It’s been an awful week for New York City Mayor Bill de Blasio. The man who was elected in 2013 on a platform of cop bashing has faced the fury of the police and the public after the murder of two members of the force exposed the ugly face of the post-Ferguson/Eric Garner protests. Like most politicians backed into a corner, de Blasio has lashed out at the media while proving unable to either make peace with the cops or to control his leftist allies who continue to conduct anti-police demonstrations. But de Blasio is not completely without friends. He still has the New York Times, which weighed in today with an embarrassing piece of flummery intended to reassure New Yorkers that everything was OK because the mayor was “calm.” If that’s the best they can do, de Blasio may be in even more trouble than his critics thought.

The conceit of the piece is that de Blasio’s personal approach to the crisis that has threatened to tear the city apart while the rank and file of the NYPD are openly displaying their contempt and anger at the mayor is so deft that he is overcoming all obstacles. But even a casual reader can tell that the only people saying such things are close de Blasio allies whose comments are then slavishly taken down and published by the Times.

It is only in such an article at a time in which de Blasio has seemed to be out of control and losing his ability to influence events that you can read some of the following things about the mayor:

He has acted like himself: a confident but mercurial leader whose singular political style has not wavered.

Mr. de Blasio, a political professional who promised a warmer, friendlier City Hall, is approaching the fallout from the shooting deaths of two police officers with an operative’s touch, and a healthy dose of the personal.

Or this piece of flummery:

“His response is measured; it’s being respectful of everyone,” said Bertha Lewis, a longtime friend and adviser to the mayor, who, like another ally interviewed for this article, volunteered the phrase “pitch perfect” to describe his approach.

Ms. Lewis said the call to suspend protests and tough talk would give all sides a chance to calm down. “Making that middle-of-the-road statement is a good idea as mayor,” she said.

Are they kidding? On Planet New York Times, the spectacle of an ultra-liberal mayor lashing out at the mainstream press for merely reporting the anti-cop death threats chanted at demonstrations he supports may be “pitch perfect,” but in the rest of the galaxy, that’s the sort of thing that is generally considered tone deaf.

To be fair to the paper, part of de Blasio’s problem is conveyed in the article. It notes that while a more able leader would be spending this week reaching out to allies as well as foes in order to try to unify the city, de Blasio isn’t bothering with such conventional tactics:

And where other politicians are quick to line up allies to reinforce their message, Mr. de Blasio has been relatively insular. The mayor who recently boasted “I never need rescuing” has conferred only with a small group of close advisers since the shooting.

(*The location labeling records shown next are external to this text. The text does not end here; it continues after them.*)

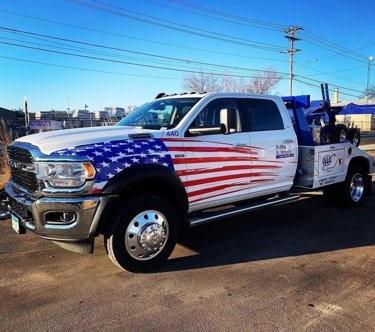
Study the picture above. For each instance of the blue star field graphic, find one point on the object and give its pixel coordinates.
(110, 158)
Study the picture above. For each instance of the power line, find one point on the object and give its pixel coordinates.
(222, 17)
(275, 26)
(291, 51)
(180, 27)
(125, 62)
(28, 33)
(136, 38)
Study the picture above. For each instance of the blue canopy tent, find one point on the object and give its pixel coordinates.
(358, 109)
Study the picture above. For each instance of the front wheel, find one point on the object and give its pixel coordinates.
(143, 233)
(353, 189)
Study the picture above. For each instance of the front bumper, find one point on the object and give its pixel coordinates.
(43, 216)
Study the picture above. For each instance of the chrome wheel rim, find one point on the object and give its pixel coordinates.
(357, 187)
(342, 136)
(146, 235)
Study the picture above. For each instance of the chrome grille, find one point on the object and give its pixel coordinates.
(18, 158)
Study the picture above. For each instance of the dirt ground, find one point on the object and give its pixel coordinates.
(302, 266)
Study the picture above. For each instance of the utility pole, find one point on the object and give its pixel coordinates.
(26, 116)
(291, 51)
(370, 58)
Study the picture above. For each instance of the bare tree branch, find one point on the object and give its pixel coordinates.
(263, 83)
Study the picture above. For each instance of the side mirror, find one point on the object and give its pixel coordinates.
(228, 117)
(208, 130)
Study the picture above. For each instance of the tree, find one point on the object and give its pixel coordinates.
(203, 82)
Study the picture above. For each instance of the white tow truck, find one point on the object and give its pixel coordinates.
(179, 160)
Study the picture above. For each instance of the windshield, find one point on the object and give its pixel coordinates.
(160, 113)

Mr. de Blasio has not spoken with Senator Charles E. Schumer or Representative Hakeem Jeffries of Brooklyn, in whose district the shootings took place. Nor, apart from a brief exchange of texts, has he spoken with Eric L. Adams, the Brooklyn borough president.

Arrogance and insularity are not generally the sort of leadership traits that are associated with success. Even worse is the conviction that comes across from the mayor and his allies that the problem is merely a passing fancy that the public will soon forget about.

That’s the sort of foolish, self-deceiving optimism that failed leaders always latch onto while sinking into permanent dysfunction. To the contrary, as the first major crisis of his administration, this is the moment when the public’s impressions of his ability to lead inevitably become more a matter of evaluating performance than of promises or potential. And on that score, he is in big trouble. De Blasio didn’t create this mess by himself. President Obama, Attorney General Eric Holder and racial hucksters like Al Sharpton deserve a major share of the blame too for weaving the Ferguson and Garner cases into a false narrative about police violence and racism. But de Blasio, who won election by highlighting his criticisms of the successful efforts of the Giuliani and Bloomberg administrations to lower crime, was already in a difficult relationship with the police when he joined in the gang tackle of law enforcement personnel after the Ferguson and the Garner cases. His unwillingness to back down and his instinct to attack those who point out what his allies are saying has exacerbated the situation. The notion, as the Times claims, that all this can “catalyze an ultimately productive conversation about race and the police” is sheer fantasy.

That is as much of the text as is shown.